Contemporary Cuban Art… Now on Sale
Daisy Valera
HAVANA TIMES — The visual arts produced in Cuba in the 1990s were characterized by their direct and unflinching messages – by multitudes of rafts, islands drifting aimlessly across the open ocean and bleeding hammer-and-sickles. These features are not common in contemporary Cuban art, making its conceptualization rather difficult.
This art world is marked not only by the coexistence of several generations of artists (from those trained in the sixties to those who have just stepped out of the art academy), but also by the medium used: here, we come across traditional art forms (paintings, engravings, sculptures) and so-called post-modern formats (installations, video-art, performances and others).
Post-It, Cuba’s first art exhibition and sale event, organized by the National Visual Arts Center and displaying the works of contemporary Cuban artists under the age of 35, began on November 1.
A total of 56 pieces, selected from 106 submissions, were put on display for this first exhibition-sale. The works will remain on display, and in the competition, until January of 2014. A jury will then select the winning artists, who could be awarded as much as 3,000 Cuban Convertible Pesos (CUC), art materials for a value of 1,500 CUC and support for the development of personal exhibitions. (1 USD = 0.87 CUC)

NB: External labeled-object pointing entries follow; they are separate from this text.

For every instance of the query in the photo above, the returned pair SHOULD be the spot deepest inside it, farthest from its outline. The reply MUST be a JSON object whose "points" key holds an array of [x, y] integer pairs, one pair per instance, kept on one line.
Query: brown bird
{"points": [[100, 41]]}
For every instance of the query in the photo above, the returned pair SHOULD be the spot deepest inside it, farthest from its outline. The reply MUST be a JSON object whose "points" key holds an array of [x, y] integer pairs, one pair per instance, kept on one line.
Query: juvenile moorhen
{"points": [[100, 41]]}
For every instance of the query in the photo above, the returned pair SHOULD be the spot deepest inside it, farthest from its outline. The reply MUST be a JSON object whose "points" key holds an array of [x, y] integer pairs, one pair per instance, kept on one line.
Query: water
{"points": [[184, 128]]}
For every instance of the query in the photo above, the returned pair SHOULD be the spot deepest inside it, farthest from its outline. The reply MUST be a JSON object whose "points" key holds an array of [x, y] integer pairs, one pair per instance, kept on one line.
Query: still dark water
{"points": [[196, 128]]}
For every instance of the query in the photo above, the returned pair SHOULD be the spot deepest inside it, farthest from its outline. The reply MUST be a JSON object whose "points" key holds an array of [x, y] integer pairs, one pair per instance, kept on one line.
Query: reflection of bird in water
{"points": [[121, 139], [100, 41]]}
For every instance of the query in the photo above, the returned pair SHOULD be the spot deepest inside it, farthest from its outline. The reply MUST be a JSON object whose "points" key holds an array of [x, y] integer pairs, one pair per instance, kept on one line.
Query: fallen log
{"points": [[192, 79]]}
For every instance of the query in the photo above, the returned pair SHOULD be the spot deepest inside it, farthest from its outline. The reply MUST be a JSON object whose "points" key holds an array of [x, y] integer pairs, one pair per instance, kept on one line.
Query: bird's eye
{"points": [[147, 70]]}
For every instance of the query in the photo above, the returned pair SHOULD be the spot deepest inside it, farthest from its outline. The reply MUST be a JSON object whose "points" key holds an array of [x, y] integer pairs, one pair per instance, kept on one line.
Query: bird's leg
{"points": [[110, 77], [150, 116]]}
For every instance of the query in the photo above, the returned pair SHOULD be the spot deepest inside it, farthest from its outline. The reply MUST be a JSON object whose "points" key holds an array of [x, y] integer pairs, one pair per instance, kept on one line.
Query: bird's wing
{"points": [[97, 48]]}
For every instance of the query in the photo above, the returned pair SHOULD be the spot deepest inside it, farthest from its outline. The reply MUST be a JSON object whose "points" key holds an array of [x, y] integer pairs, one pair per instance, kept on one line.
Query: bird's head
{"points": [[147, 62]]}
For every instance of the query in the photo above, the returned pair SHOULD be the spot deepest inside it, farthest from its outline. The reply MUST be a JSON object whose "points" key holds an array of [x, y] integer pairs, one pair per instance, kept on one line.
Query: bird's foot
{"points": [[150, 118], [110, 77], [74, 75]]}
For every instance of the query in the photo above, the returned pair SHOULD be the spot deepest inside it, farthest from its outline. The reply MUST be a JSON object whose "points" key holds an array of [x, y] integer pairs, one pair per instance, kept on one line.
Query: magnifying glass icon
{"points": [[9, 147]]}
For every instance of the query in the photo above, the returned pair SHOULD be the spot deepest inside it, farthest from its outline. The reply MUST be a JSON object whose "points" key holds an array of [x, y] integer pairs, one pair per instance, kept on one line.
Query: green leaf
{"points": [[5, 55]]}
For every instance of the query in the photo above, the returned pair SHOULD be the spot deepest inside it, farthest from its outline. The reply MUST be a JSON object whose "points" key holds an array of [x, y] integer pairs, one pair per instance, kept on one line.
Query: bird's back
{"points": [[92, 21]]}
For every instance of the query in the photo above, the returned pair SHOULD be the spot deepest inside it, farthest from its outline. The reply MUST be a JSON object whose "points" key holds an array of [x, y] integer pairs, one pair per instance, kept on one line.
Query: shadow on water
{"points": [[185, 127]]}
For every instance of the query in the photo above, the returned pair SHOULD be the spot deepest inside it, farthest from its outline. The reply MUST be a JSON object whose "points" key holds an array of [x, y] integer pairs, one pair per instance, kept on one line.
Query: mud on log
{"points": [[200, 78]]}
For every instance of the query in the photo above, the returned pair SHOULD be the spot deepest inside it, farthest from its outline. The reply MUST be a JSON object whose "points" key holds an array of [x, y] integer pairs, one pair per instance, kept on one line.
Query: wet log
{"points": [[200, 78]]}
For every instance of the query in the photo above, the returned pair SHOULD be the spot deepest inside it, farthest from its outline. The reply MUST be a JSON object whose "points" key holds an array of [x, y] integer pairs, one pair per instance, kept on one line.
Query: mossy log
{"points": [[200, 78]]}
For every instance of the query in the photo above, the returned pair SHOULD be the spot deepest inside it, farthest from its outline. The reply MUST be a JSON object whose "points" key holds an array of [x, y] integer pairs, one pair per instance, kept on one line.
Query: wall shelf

The declared aim of selling art pieces makes Post-It stand out among Cuban exhibitions.
The exhibition may also be an attempt at giving Cuban art greater visibility and overcome some of its difficulties in terms of entering the international market.
The event could well be the response of State visual arts institutions to criticisms regarding the legislative vacuum that appears to exist in connection with art collections and the promotion of art through private channels, as well as the limited number of art scholarships currently in existence.
Post-It, to be held annually, has opened its doors to the public at the Galiano and Collage galleries in Havana, inviting us to come into contact with a different, pluralistic and heterogeneous way of making art.